Recycling plastic products is a challenge. Not only are a limited number of types of plastic recyclable, but because the recycling process also breaks down polymer chains and degrades the materials’ quality, many can only be recycled a few times. As a result, recycled plastics tend to be suitable for use only in low-value products, such as single-use grocery bags.
A new type of plastic could change that. A team led by Whiting School engineer Thao “Vicky” Nguyen, a professor in the Department of Mechanical Engineering and a member of both the Hopkins Extreme Materials Institute and the Institute for NanoBioTechnology, is developing an approach that promises to turn difficult-to-recycle plastics into a tougher material suitable for use in high-performance and high-value products. The work is funded through a four-year, $1.8 million grant that is part of the National Science Foundation’s Designing Materials to Revolutionize and Engineer our Future program.
“Our goal is to yield a plastic material that is stronger and tougher than conventional recycled plastics and that can have the same consistent properties as traditional plastics,” says Nguyen. “We are hopeful that creating sustainable plastics will reduce the environmental impact of plastics production.”
The team will produce the material by melting and blending two common but difficult-to-recycle plastic polymers: polyethylene and isotactic polypropylene. The researchers are developing a computational, data-driven methodology called Materials Architected by Adaptive Processing, or MAAP, to design the microstructure of the blend and control its processing, ensuring the production of high-value plastics with consistent strength and toughness properties.
The researchers note that their approach considers the variability of recycled plastic materials. For example, if plastic pellets from a recycling plant have significant impurities, the resulting polymer melt will be thinner.
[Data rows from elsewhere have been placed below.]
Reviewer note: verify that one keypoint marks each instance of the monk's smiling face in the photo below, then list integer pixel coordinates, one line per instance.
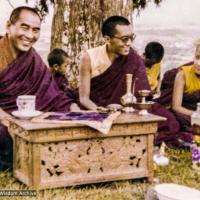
(121, 41)
(197, 60)
(24, 32)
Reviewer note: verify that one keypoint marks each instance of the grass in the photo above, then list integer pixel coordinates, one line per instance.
(178, 171)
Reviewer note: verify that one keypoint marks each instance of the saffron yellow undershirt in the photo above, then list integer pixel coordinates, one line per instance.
(192, 81)
(153, 75)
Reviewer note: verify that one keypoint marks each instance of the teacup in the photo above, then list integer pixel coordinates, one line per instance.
(26, 103)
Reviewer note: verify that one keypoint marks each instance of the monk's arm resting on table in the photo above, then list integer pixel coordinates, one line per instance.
(74, 107)
(178, 92)
(85, 79)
Their method should be able to adjust the temperature and pressure conditions of the processing line to produce a consistent blend.
Such an innovation will give plastics a second life; the recycled plastic created by MAAP will be exceptionally durable, meaning the material can be used in everything from appliances and construction products to personal protective equipment, like body armor, adds Nguyen.
The team hopes MAAP will allow other researchers to turn recycled materials into plastic polymer blends with superior properties.
“One of the broader goals for the project is to develop a database to make materials data more accessible for everyone,” says Nguyen.